The wrapper’s warm against his fingers.

Taking his hand from Luna’s, he kneels down next to Lestrange. Withdrawing the wrapper, he opens her hand, shudders at the cold, clammy skin, sets it on the palm, and closes her fingers over it. “I don’t know if I’ll ever see you again, but right now, I’m not going to worry about it.” He hesitates before finally settling on, “You almost destroyed me, and you did destroy my parents. But I’m still here, and I want to worry about my life, not about my past. Goodbye, Bellatrix Lestrange.”

Wiping the tears away, he stands up and stops in front of Luna. She turns, and together, they walk away from the dead body.

“Thank you.”

“You did it yourself,” she answers. “Do you think it would be okay to take some cake to my dad?”

Feeling a sense of calm settle over him, he answers, “Sure, Luna. He’s still doing okay?”

“Yes.
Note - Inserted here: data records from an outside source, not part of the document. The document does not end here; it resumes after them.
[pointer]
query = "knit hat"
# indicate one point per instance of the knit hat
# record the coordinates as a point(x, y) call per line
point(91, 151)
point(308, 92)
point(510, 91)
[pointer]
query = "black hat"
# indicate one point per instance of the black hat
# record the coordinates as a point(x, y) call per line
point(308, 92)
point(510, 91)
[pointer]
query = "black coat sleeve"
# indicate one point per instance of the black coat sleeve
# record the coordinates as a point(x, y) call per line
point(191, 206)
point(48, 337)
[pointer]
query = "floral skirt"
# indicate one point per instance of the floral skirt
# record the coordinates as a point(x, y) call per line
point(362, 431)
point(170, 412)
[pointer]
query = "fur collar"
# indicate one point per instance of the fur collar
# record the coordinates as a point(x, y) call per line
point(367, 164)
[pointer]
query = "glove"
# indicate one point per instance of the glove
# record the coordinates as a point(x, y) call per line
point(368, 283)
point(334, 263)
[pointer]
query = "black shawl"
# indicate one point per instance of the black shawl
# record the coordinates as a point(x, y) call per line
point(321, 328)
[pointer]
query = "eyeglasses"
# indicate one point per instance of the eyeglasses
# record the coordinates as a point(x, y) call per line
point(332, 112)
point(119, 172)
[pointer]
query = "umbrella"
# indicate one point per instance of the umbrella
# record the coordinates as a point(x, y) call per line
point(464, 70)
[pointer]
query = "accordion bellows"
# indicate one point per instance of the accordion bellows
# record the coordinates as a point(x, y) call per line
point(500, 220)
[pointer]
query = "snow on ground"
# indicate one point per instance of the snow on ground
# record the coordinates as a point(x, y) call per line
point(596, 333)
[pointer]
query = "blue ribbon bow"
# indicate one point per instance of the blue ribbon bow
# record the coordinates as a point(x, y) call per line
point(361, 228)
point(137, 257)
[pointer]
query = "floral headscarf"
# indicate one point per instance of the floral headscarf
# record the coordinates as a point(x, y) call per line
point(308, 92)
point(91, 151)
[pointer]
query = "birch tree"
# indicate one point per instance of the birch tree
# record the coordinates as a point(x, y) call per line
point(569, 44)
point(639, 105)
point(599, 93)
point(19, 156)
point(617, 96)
Though he’s worried he won’t be able to print The Quibbler, anymore.”

“We’ll help him get things up and running,” he promises.

“Your grandmother won’t be happy,” she points out.

“No,” he agrees, “she won’t. But as much as I love her, I think it’s time I break away. I’m thinking of getting a flat in Diagon Alley. Now that I’m of age, I’m pretty sure Uncle Algie will give me a loan.”

“Would you care for a flatmate? Once The Quibbler’s up, I plan to start apprenticing for my dad full time. Perhaps, it’s time I start exploring the world more on my own, too.”

Neville’s aware he would have once found the suggestion absolutely terrifying, but now, it comes across as reasonable and exciting. “I might,” he answers. They approach a table filled with sweets. “We’ll see.”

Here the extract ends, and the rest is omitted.